No “taking over the globe” joke from me. I won’t.
In a simplified version of World War One, participants in the board game diplomacy compete for control of Europe. You move a few of your soldiers across the board each turn, but more crucially, you form alliances. You convince Geoff that you need to work together to defeat Margret’s Germany, agree to send his forces into Berlin, then covertly switch your allegiance to Margaret because she has agreed to assist you in advancing into Paris.
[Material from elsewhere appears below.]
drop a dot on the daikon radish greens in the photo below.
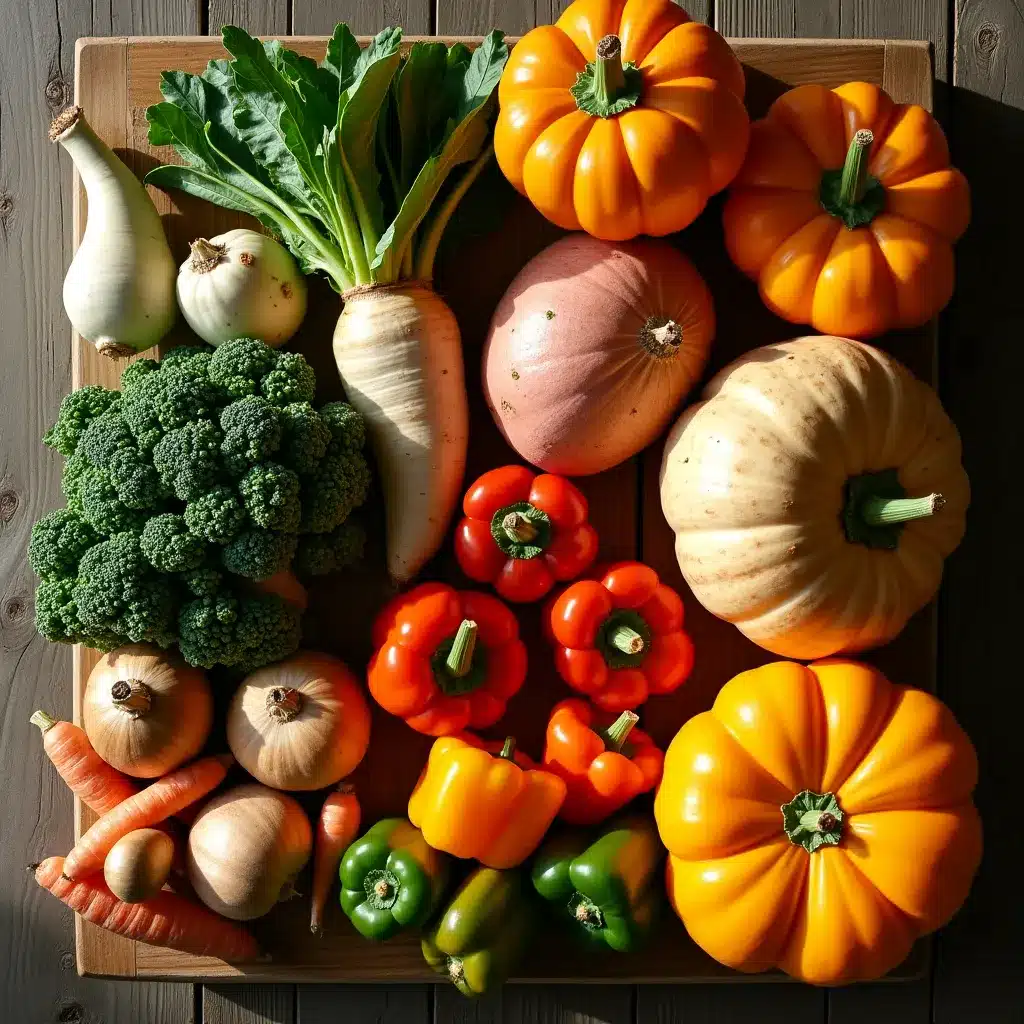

As Meta writes in her research blog post, diplomacy is “a game about people rather than pieces.”
Smart manoeuvring obviously helps, and that’s a tactical area where sophisticated AI’s abilities unquestionably surpass those of humans. Meta will, of course, downplay this. Nevertheless, in order to win the game, you must persuade other players to support you, and Ciceros persuasive abilities are unmatched.
More details may be found in Meta’s blog post and the team’s study paper, but research scientist Mike Lewis’s twitter thread contains the most impressive information.
Each game, it sends and receives hundreds of messages, which must be precisely grounded in the game state, dialogue history, and its plans. We developed methods for filtering erroneous messages, letting the agent to pass for human in 40 games. Guess which player is AI here… 4/5 pic.twitter.com/8IMuepL7yf
— Mike Lewis (@ml_perception) November 22, 2022
It’s pretty interesting how deeply Meta’s blog post delves into what makes Cicero tick. Cicero makes predictions and tries to follow them rather than solely improving through supervised learning, where an AI trains on “labeled data such as a database of human players’ actions in previous games”:
“Citerative runs an iterative planning algorithm that balances dialogue consistency with rationality. The agent first predicts everyone’s policy for the current turn based on the dialogue it has shared with other players, and also predicts what other players think the agent’s policy will be. It then runs a planning algorithm we developed called piKL, which iteratively improves these predictions by trying to choose new policies that have higher expected value given the other players’ predicted policies, while also trying to keep the new predictions close to the original policy predictions.”
Lewis elaborates on that in another tweet, claiming that while Cicero is “designed to never intentionally backstab,” “sometimes it changes its mind…”
According to Meta, one potential use for an AI like Cicero is to develop videogame NPCs that converse realistically and comprehend your motivations. Maybe we’ll actually get to communicate with the monsters.